Abbaye Sainte-Marie-aux-Dames de Saintes
Saint-Pallais / S Maria Santonen / S Maria Sanctonas
(Saintes, Charente-Maritime)
L’abbaye féminine de Sainte-Marie-aux-Dames fut fondée en 1047 à l’initiative des comtes d’Anjou, Geoffroy II Martel (v. 1006–1060) et son épouse Agnès de Bourgogne († 1068), qui avaient déjà participé auparavant à la fondation de l’abbaye de la Trinité de Vendôme (Loir-et-Cher). Le monastère bénédictin s’établit à l’extérieur de la ville de Saintes, sur l’autre rive de la Charente, dans un lieu habité depuis l’Antiquité et relié à la cité par une voie d’origine romaine et un pont.

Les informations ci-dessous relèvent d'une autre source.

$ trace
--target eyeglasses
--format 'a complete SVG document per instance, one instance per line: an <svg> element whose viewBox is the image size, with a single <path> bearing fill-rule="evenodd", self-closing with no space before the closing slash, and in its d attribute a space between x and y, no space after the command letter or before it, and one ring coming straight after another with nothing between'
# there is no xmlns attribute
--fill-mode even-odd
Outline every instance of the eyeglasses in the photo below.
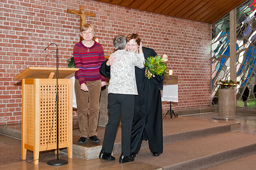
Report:
<svg viewBox="0 0 256 170"><path fill-rule="evenodd" d="M138 45L138 44L127 44L127 46L131 46L132 47L136 47Z"/></svg>
<svg viewBox="0 0 256 170"><path fill-rule="evenodd" d="M86 35L86 34L92 35L93 33L93 32L91 32L91 31L89 31L89 32L82 32L82 33L83 34L85 34L85 35Z"/></svg>

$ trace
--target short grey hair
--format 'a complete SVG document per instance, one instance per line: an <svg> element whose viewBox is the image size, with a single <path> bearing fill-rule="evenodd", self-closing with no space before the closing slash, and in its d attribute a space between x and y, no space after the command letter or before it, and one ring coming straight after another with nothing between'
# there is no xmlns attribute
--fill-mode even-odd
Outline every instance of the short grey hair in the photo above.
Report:
<svg viewBox="0 0 256 170"><path fill-rule="evenodd" d="M118 35L114 38L113 45L116 50L124 50L126 45L126 38L123 35Z"/></svg>

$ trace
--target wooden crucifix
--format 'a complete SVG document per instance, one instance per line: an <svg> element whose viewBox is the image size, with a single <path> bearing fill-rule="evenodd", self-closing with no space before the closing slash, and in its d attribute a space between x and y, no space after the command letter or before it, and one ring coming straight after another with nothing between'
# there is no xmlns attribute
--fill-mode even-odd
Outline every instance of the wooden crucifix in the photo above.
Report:
<svg viewBox="0 0 256 170"><path fill-rule="evenodd" d="M72 10L70 9L68 9L68 13L74 13L80 16L80 28L81 28L82 26L85 24L85 17L86 16L92 16L96 17L96 14L93 13L86 13L85 12L85 7L83 6L80 6L80 11ZM80 40L82 40L82 37L80 36Z"/></svg>

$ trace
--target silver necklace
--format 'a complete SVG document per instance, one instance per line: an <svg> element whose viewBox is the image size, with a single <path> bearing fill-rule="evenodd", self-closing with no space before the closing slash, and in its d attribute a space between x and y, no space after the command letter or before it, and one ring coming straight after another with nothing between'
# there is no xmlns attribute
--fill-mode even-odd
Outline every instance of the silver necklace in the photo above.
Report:
<svg viewBox="0 0 256 170"><path fill-rule="evenodd" d="M84 41L83 42L83 43L84 44L84 45L85 45L85 46L86 48L87 48L87 52L90 52L90 49L91 48L91 47L92 47L92 46L91 46L91 47L88 48L88 47L87 47L86 46L85 46L85 42L84 42Z"/></svg>
<svg viewBox="0 0 256 170"><path fill-rule="evenodd" d="M86 46L85 46L86 48L87 48L87 52L90 52L90 48L88 48L88 47L87 47Z"/></svg>

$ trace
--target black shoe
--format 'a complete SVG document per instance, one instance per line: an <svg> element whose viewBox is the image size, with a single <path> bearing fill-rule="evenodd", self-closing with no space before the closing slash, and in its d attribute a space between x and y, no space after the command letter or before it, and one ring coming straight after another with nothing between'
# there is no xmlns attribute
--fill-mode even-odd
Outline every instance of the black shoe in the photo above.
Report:
<svg viewBox="0 0 256 170"><path fill-rule="evenodd" d="M154 156L154 157L158 157L158 156L159 156L159 154L157 154L156 152L154 152L153 153L153 156Z"/></svg>
<svg viewBox="0 0 256 170"><path fill-rule="evenodd" d="M134 152L132 154L131 154L130 157L136 157L136 153Z"/></svg>
<svg viewBox="0 0 256 170"><path fill-rule="evenodd" d="M88 138L89 141L92 142L94 143L99 143L100 142L100 140L99 139L96 135L89 137Z"/></svg>
<svg viewBox="0 0 256 170"><path fill-rule="evenodd" d="M107 160L115 160L115 157L113 157L111 154L109 153L106 153L103 151L100 151L99 158L102 159L105 159Z"/></svg>
<svg viewBox="0 0 256 170"><path fill-rule="evenodd" d="M120 163L126 163L128 162L132 162L134 160L134 157L130 156L125 157L121 155L119 157Z"/></svg>
<svg viewBox="0 0 256 170"><path fill-rule="evenodd" d="M84 137L81 137L78 140L78 144L85 144L87 142L87 139Z"/></svg>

La fondation se situait près du lieu de sépulture de saint Pallais, évêque de Saintes, où un premier monastère (Saint-Pallais) avait été fondé à la fin du VIᵉ siècle. Détruit lors des invasions normandes, il était ensuite passé entre des mains laïques. On y mentionne également l’existence d’une église appelée Sancta Maria Rotunda. Lors de la création du nouveau monastère bénédictin, celui-ci fut doté de nombreux biens et droits, notamment la faculté de battre monnaie, ainsi que plusieurs églises, dont celle de l’ancien monastère de Saint-Pallais avec ses terres attenantes.
Une grande église romane fut construite et consacrée en 1047. Elle est toujours conservée, bien que modifiée ultérieurement. La première abbesse de la communauté fut Constance (1047 – v. 1066). Probablement en 1049, une bulle du pape Léon IX confirma la fondation, et au cours du XIIᵉ siècle, d’autres papes émirent également des documents concernant l’abbaye. De même, les ducs d’Aquitaine, les comtes de Poitou et plusieurs rois accordèrent des chartes de protection et de privilèges, faisant de l’abbaye un centre de pouvoir influent.
En 1242, après la bataille de Taillebourg, la ville de Saintes se retrouva en zone frontalière avec les territoires sous domination anglaise. Plus tard, en 1327, l’abbaye fut affectée par la guerre de Cent Ans, bien que les conséquences aient été relativement modérées par rapport à d’autres lieux de la région. À la même époque, un épisode de peste toucha également la communauté. Après ces événements, l’abbaye fut restaurée. Au XVIᵉ siècle, les guerres de Religion causèrent de nouveaux dommages, notamment en 1568.
Ce que les guerres n’avaient pas détruit fut provoqué par deux incendies au XVIIᵉ siècle, en 1608 et 1648, obligeant à reconstruire une grande partie des bâtiments conventuels. Après une période de déclin, la vie monastique prit fin en 1792 à cause de la Révolution. Une fois abandonné par les religieuses, le site fut en partie détruit, puis utilisé comme prison et caserne. Au cours du XXᵉ siècle, l’ensemble fut progressivement restauré ; l’église retrouva sa fonction cultuelle en 1942 et, aujourd’hui, le monastère accueille des activités culturelles autour de la musique.
Parmi les structures conservées, l’église médiévale se distingue, avec des éléments datant de la construction initiale du XIᵉ siècle, bien que remaniés entre les XIIᵉ et XVᵉ siècles. Il s’agit d’une église à nef unique, avec transept et abside en hémicycle, couverte de deux coupoles. La façade, construite dans le second quart du XIIᵉ siècle, se distingue par sa richesse sculpturale, malgré les mutilations infligées par les huguenots et les restaurations du XXᵉ siècle. La décoration s’organise en deux niveaux, chacun comportant trois arcs, avec une mise en valeur du portail central au niveau inférieur.